DOB: 4/9/1937 Event: Swimming Medals: 4 gold, 4 silver Flag: AUS

Last Updated: 25/07/12 1:11pm

Trailblazer: Fraser was the first woman to swim under a minute for 100m freestyle
Trailblazer: Fraser was the first woman to swim under a minute for 100m freestyle

Dawn Fraser was the first swimmer to win three consecutive Olympic titles in the same event.

Fraser won the 100m freestyle at three successive Olympic Games after bursting onto the scene in Melbourne in 1956.

The Australian remained unbeaten over 100m freestyle during a 15-year career that included 41 world records and eight Olympic medals, four gold and four silver.

The youngest of eight children, Fraser grew up in the working-class Sydney suburb of Balmain, where as a broad-shouldered 14-year-old, her swimming talent was spotted by noted coach Harry Gallagher.

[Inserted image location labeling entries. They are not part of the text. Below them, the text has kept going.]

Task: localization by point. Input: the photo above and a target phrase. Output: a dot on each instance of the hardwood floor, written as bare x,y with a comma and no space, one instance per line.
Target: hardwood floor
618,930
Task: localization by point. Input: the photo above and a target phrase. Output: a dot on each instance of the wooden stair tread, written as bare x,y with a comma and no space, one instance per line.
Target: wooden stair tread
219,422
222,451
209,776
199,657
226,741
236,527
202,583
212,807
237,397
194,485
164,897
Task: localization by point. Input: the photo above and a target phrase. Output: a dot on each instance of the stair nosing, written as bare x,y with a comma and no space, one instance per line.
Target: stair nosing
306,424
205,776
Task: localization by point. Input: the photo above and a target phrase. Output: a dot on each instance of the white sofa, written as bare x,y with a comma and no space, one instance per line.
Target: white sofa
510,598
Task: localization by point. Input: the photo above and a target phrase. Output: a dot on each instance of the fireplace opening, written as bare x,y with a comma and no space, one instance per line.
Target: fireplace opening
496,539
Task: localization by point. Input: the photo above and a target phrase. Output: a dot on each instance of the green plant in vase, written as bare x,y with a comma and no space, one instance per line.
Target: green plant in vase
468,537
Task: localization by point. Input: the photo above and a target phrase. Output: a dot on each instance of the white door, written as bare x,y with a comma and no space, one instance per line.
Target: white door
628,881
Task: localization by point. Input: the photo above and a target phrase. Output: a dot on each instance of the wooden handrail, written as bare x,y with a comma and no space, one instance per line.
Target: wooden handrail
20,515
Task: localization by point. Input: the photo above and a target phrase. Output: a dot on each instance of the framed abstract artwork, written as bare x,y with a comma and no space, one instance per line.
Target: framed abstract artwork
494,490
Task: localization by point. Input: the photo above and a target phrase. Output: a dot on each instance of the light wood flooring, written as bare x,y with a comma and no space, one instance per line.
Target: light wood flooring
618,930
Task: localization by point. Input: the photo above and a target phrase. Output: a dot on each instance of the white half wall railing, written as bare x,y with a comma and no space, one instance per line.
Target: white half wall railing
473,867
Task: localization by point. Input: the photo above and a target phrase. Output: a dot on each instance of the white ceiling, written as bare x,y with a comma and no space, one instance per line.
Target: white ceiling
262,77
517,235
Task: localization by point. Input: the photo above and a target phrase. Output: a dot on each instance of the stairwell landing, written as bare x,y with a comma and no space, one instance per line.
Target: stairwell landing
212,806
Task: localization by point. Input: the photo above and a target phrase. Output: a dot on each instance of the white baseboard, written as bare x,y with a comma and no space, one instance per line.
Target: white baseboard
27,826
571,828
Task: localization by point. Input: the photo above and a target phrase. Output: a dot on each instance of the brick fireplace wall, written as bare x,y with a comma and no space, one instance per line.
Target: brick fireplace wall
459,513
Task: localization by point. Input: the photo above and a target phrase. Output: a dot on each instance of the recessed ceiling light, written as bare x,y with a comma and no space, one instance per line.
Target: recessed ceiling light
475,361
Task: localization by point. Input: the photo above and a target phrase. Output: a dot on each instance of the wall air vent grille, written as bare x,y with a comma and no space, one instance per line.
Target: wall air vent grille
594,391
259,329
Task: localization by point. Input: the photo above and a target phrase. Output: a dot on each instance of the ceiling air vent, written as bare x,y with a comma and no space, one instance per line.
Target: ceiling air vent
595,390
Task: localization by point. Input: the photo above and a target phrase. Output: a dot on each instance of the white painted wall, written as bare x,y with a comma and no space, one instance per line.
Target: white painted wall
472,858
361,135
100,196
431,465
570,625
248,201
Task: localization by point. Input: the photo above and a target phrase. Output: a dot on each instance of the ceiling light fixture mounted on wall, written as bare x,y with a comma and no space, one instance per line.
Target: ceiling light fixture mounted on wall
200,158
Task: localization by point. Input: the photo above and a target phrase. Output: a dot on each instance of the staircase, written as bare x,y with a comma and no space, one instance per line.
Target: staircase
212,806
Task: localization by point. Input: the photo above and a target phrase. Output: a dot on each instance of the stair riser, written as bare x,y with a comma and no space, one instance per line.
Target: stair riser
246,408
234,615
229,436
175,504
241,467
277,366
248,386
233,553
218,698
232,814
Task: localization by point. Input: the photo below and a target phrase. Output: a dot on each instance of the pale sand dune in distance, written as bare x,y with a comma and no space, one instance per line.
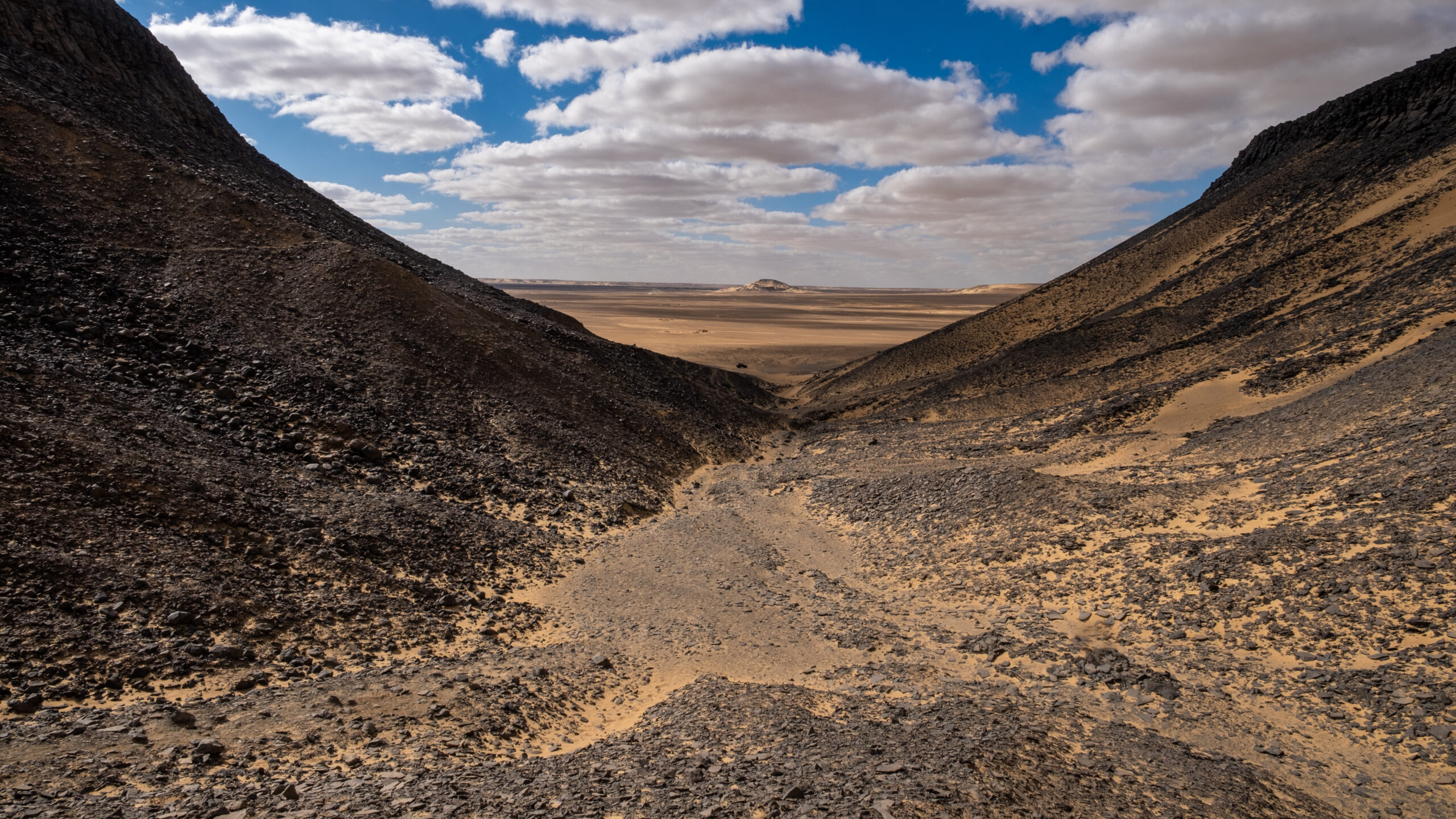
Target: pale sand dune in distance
781,336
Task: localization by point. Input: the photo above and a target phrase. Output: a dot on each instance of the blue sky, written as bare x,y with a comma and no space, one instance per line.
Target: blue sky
919,143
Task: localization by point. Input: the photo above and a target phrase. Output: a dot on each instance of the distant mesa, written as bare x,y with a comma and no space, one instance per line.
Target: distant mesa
766,286
999,289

Under Gallagher's tuition she emerged as a national hero at 19 with double gold in the Melbourne Games, supplementing her world record swim in the 100m freestyle with helping Australia's 4x100m freestyle relay to victory, also in a world record, and adding a silver for good measure in the 400m freestyle.

Fraser successfully defended her Olympic title in Rome in 1960 and again four years later in Tokyo.. thus becoming the first swimmer to win the same event at three successive Games - an achievement that has since been matched only by Hungary's Krisztina Egerszegi, who triumphed in the 200m backstroke in 1988, 1992 and 1996.

In 1962, Fraser became the first woman to break the minute barrier for two lengths and her world record of 58.9, set in Sydney in 1964, remained the benchmark for eight years.

Her final victory in Tokyo was remarkable given the circumstances. Fraser's preparations include six weeks in a neck brace, an injury sustained in a car crash that killed her mother.

Fraser's career ended in acrimony when the Australian Swimming Union banned her for 10 years for an incident at the 1964 Games when she stole an Olympic flag from outside Emperor Hirohito's palace.

She was arrested but released without charge and the Emperor gave her the flag as a souvenir. The ASU, however, were not amused and their ban, which was eventually lifted a few months before the 1968 Games, denied Fraser the chance for an unprecedented fourth straight 100m freestyle title.

Post-swimming, Fraser had a three-year stint in the New South Wales parliament from 1988. She has also been widely honoured, at home and abroad, for her achievements in the pool and, when the Olympics were held in Sydney in 2000, she was one of the torch bearers inside the stadium during the opening ceremony.